Este bar da rua escura, cujo se pensa que nunca teve nome, tinha o chão em terra batida, duas mesas, seis cadeiras e no primeiro andar dois espaços separados por panos. Nestes espaços havia duas camas imundas. Quarto de banho era só uma sanita e um lavatório, com água fria evidentemente, onde se lavavam piças, conas, copos e até as mãos. As raparigas num número que variavam entre três e seis lá estavam para entreter os clientes de menos posses que pretendiam dar uma foda em carne mais fresca embora de menor qualidade. Muitas estavam grávidas ou por terem dado à luz há pouco tempo não estavam nas melhores condições. Com a ajuda de Deus, que tudo pode, lá iam cumprindo a sua função o melhor que podiam até porque quer os clientes quer o patrão tinham mão leve para repreender as mais esquisitas. - Vem estas parolas lá das aldeias e já furadas e vem para aqui armarem-se em finas. É foder que a comida não cai do céu!
Como de deve depreender o serviço era mínimo e muito controlado no tempo. O cliente pagava ao patrão, subia as escadas, a rapariga abria as pernas e ele tinha vinte minutos para se vir. Se não viesse azar dele, tivesse vindo, porque quando o patrão batia palmas queria dizer que o tempo acabara. Se o cliente não quisesse sair ou não pagasse mais era corrido ao soco pelo proprietário. Método utilizado com os mais renitentes a pagarem a conta. As bebidas eram constituídas por whisky genuíno e fabricado em Sacavém, aguardentes e outras bebidas brancas feitas à base de álcool metílico. Eram extraordinariamente robustos os físicos dos clientes que aguentavam a porrada, o álcool metílico e a gonorreia.
Bares como este eram bastante comuns o que permitia, como já foi dito, ao mais humilde dos cidadãos ter o seu momento de descontracção. Em Matosinhos também havia vários do género e espalhados pela cidade do Porto eram em grande número. O maior e o mais conhecido era o Candeia Bar, conhecido ternamente pelo lampião, onde na cave se cantavam fados e no rés do chão eram mais fodas. Fados e fodas uma combinação de sucesso.

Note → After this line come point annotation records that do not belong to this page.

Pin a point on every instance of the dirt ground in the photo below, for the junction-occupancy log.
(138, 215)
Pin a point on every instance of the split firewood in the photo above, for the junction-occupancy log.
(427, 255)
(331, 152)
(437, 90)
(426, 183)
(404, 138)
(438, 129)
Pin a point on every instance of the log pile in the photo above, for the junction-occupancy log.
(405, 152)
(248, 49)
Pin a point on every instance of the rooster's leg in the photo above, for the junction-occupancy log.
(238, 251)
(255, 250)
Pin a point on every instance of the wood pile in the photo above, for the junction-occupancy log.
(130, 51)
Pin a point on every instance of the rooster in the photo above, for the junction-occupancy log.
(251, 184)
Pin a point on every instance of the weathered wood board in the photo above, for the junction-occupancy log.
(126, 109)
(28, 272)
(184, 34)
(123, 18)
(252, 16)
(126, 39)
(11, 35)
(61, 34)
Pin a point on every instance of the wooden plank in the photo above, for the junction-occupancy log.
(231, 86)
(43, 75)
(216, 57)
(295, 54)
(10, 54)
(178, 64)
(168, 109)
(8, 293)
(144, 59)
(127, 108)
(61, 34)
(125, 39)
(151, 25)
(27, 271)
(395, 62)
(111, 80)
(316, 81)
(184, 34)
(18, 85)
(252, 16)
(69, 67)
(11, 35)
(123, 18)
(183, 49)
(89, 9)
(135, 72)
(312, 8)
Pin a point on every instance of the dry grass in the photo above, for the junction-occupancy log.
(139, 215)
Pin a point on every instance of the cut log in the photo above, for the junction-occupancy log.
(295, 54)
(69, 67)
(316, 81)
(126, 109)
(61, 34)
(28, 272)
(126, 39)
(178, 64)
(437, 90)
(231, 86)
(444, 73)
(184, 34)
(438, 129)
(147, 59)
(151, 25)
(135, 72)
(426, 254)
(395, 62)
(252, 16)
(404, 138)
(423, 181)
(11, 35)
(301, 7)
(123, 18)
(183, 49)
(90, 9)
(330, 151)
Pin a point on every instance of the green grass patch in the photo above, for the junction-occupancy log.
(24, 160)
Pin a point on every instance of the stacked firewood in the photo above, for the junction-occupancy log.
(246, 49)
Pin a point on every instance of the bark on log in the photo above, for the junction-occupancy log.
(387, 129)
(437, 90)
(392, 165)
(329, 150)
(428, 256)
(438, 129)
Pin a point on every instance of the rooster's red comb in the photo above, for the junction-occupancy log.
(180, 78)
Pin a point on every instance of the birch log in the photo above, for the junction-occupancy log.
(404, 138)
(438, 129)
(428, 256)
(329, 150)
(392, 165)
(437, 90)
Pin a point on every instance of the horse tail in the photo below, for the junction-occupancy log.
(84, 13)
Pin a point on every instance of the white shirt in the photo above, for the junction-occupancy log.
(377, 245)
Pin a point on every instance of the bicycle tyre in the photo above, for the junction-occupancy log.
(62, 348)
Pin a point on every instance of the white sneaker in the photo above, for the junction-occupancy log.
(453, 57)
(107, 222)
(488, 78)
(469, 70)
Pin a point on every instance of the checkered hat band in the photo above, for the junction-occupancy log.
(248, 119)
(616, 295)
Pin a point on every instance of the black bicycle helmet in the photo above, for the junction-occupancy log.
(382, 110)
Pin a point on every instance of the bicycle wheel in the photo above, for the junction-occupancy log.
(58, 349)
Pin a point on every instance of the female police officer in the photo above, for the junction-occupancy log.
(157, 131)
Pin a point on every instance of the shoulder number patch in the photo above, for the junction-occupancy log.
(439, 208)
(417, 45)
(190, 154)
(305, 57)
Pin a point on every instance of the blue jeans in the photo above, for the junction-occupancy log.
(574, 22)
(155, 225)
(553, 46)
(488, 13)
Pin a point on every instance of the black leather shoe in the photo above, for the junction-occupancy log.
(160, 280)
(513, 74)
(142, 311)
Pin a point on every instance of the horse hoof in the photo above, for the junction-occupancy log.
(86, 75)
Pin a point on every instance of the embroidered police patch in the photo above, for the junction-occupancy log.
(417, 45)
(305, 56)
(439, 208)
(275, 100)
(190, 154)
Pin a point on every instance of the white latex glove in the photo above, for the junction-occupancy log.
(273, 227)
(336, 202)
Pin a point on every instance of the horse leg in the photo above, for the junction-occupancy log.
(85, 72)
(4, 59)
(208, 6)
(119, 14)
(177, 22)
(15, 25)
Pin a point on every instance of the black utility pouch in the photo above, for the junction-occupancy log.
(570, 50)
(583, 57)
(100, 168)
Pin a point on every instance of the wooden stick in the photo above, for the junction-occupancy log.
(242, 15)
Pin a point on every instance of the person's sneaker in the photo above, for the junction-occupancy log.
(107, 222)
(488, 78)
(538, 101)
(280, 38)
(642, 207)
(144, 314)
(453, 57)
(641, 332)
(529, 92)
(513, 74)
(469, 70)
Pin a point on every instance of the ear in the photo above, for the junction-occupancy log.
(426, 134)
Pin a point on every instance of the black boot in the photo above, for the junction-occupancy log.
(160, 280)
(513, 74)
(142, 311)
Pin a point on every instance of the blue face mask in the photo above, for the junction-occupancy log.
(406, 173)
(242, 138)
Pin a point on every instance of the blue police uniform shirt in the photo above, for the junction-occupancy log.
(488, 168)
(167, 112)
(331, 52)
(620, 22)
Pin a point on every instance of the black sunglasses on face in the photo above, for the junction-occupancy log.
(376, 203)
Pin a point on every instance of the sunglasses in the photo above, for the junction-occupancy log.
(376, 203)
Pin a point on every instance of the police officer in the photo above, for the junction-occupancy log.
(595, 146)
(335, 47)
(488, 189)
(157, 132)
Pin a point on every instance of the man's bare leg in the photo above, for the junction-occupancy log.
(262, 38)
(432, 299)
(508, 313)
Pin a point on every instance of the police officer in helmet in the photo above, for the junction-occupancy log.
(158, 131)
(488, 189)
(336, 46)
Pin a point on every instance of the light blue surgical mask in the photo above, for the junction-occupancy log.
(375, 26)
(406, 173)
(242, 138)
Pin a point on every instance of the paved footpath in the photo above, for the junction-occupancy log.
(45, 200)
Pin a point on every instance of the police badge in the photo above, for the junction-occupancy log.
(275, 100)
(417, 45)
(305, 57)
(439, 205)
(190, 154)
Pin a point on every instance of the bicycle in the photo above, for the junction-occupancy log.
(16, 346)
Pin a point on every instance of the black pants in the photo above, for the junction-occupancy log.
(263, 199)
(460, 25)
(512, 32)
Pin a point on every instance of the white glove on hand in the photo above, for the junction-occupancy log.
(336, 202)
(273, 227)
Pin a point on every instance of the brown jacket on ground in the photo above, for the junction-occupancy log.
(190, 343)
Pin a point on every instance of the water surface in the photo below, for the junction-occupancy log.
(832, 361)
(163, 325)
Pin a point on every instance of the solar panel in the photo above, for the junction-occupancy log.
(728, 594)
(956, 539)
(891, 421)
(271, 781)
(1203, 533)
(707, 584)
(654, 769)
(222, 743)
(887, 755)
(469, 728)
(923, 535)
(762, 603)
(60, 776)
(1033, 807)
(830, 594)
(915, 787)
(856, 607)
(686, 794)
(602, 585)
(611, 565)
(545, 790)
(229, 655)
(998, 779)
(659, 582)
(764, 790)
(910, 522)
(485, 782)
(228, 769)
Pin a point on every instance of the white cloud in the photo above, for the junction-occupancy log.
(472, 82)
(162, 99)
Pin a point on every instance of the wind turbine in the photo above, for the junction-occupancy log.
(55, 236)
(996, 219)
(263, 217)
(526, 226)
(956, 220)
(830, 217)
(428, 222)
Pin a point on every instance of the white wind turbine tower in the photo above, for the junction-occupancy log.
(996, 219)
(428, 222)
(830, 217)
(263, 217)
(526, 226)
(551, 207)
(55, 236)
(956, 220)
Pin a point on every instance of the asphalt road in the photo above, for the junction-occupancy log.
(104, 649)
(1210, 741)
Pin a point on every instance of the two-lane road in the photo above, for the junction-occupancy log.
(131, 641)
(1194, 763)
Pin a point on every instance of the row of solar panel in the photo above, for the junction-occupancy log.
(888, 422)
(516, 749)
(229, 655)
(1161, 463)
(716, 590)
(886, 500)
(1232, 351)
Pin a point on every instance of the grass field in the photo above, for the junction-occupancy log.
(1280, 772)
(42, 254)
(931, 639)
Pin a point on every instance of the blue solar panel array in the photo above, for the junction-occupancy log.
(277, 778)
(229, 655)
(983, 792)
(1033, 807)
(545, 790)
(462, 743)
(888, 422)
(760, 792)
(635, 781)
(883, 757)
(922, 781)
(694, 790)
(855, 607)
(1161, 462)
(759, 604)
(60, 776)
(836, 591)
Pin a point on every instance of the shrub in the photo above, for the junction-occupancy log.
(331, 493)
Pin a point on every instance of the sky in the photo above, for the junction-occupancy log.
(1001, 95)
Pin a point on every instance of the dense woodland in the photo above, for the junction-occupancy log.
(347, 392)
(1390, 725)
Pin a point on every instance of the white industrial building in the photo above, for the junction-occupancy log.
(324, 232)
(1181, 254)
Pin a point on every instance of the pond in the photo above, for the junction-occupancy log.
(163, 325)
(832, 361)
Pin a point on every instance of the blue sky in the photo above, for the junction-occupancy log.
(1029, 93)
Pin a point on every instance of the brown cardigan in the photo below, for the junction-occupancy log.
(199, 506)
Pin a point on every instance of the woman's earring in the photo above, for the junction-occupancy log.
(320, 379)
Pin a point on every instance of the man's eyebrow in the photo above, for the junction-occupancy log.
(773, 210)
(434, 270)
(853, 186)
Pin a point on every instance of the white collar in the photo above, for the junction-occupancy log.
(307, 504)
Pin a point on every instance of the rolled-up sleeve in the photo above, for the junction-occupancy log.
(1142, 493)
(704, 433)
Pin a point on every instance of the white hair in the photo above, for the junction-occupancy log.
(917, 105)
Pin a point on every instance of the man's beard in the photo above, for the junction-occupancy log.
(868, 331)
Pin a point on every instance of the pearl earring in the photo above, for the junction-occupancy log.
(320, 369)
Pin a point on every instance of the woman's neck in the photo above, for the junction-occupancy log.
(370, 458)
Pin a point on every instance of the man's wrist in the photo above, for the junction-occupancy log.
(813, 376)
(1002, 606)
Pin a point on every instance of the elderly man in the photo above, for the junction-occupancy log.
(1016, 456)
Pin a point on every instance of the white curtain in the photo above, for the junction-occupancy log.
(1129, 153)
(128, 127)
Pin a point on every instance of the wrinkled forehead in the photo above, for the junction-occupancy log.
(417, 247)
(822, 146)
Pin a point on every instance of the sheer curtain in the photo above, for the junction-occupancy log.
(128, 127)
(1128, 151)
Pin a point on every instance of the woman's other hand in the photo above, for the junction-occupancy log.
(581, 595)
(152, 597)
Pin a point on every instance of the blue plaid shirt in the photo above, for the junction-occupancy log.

Pessoas mais respeitáveis preferiam, como é óbvio, raparigas mais limpinhas, com melhores qualidades físicas e dadas a prazeres mais requintados. Tinham muito por onde escolher. Desde os bares de porta aberta, o cabaret propriamente dito, até às casas de putas propriamente ditas de porta fechada ao público. Era celebérrima a casa da Rosete, a Àguas Santas, local de peregrinação obrigatória quando o assunto era Vénus. Antiga trabalhadora na afamadíssima, e de boa memória, Micas da Boa, nome que lhe provinha da boa chicha que apresentava no seu bordel, instalar-se perto dos viveiros da Picua e apresentava uma das melhores relações qualidade preço de todo o norte do país. Quartos limpinhos, raparigas que se lavavam. Foi uma inovadora, no seu segmento de mercado, a apresentar números lésbicos a preços bastante convidativos. Muitas outras casas de putas eram celebradas na cidade desde o famigerado 656 da rua de Faria Guimarães, à D. Luísa da rua do Cunha, entre outras. Aqui os preços, e bem entendido a qualidade, variavam sendo possível tudo. Podemos dizer que o céu, e a carteira do cliente, eram o limite. Não se pense que a oferta era tão vasta e profícua como em verdadeiras capitais como Amesterdão, Paris ou Londres. Mesmo em Lisboa a diferença era notável e os costumes mais liberais.